Here I plan to go over just some of my basic impressions of the book, but I won’t be covering the specific questions asked on the Goodreads group. There will be some spoilers below for the book, but I will follow up with a spoiler-free review.
Wow! Citrhin grew so much in this one book. It was great to watch her go from this sheltered innocent to an independent business woman. She definitely had some hard knocks that stole the wind from her sails along the way, but luckily Marcus Wester and others were around to give assistance. I especially like how Wester refused to let her piss her life away in drink and self-pity. Good for him.
Geder is turning into quite a twisted man. In the beginning, he was this bumbling, socially awkward nerd who I was rooting for. Alas, one too many jokes, one too many times being used, and he snapped. I had hopes for a while that the burning of Vanai would be the pinnacle of his evilness (I think it would for most villains, right?) and he could settle into some scholarly career in a nice country home where he wouldn’t be tempted or pushed into doing further harm. Alas, we’ve seen little glimpses that indicate to me that he likes having power over others, even if that is done/attained in an unhealthy fashion (I’m thinking of his little conversation with Phelia in particular).
Let me couple that with Basrahib. Initially, I thought of him as some isolated mountain holy man, but that little episode with Phelia and Master Kit’s reaction later on have my hackles raised. I know I need, and it is a definite need, to read Book 2 to learn more.
The world building was very interesting; having the mix of the different humanoid races along with the banking systems was a different way to put an epic fantasy setting together. I think it was easier for me to pick up the basics of the banking subplots over remembering the particulars of all the different races. Though by the end I was able to picture characters in my head with scales or boar’s teeth or hairy pointed ears, etc.

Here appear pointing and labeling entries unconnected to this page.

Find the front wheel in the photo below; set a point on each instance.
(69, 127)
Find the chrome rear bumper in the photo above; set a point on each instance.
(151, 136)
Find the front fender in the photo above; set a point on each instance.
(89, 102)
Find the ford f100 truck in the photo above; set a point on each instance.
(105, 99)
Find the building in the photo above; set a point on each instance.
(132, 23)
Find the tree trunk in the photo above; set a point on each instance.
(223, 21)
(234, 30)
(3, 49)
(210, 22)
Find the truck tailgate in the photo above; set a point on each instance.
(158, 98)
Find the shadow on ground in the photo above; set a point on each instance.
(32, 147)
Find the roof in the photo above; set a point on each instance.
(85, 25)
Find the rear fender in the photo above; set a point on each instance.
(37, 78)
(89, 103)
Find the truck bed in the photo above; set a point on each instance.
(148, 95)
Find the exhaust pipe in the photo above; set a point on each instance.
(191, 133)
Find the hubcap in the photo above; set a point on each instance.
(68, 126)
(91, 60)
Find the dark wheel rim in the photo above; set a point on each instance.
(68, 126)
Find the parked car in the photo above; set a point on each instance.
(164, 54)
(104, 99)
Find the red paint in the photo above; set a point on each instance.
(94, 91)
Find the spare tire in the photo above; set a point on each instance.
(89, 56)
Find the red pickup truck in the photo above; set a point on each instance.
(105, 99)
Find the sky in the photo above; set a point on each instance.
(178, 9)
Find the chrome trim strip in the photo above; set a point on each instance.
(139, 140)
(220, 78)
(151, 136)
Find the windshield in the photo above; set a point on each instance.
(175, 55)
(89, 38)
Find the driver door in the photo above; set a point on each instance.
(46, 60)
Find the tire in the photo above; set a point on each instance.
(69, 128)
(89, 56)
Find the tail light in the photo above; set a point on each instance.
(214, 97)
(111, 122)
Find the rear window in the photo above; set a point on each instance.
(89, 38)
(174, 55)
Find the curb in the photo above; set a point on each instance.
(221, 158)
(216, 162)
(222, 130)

The Goodreads experiment for a read along was interesting. Some things I liked – such as being able to have 1 big stream of discussion. However, I think I like the visuality of bouncing around to all the different participating blogs. I like to see what people put into it, such as cover art, fan art, silly pics with pets, etc. I also found myself not reading everyone’s comments on the Goodreads group, whereas on a blog I usually read everything a person puts up on the read along post. I am not too sure why; again, it might be the visuality of it. Can my eyes become visually bored with something without my permission? At any rate, it was very cool of Carl to run this read along and I did have a good time, and I especially enjoyed the book.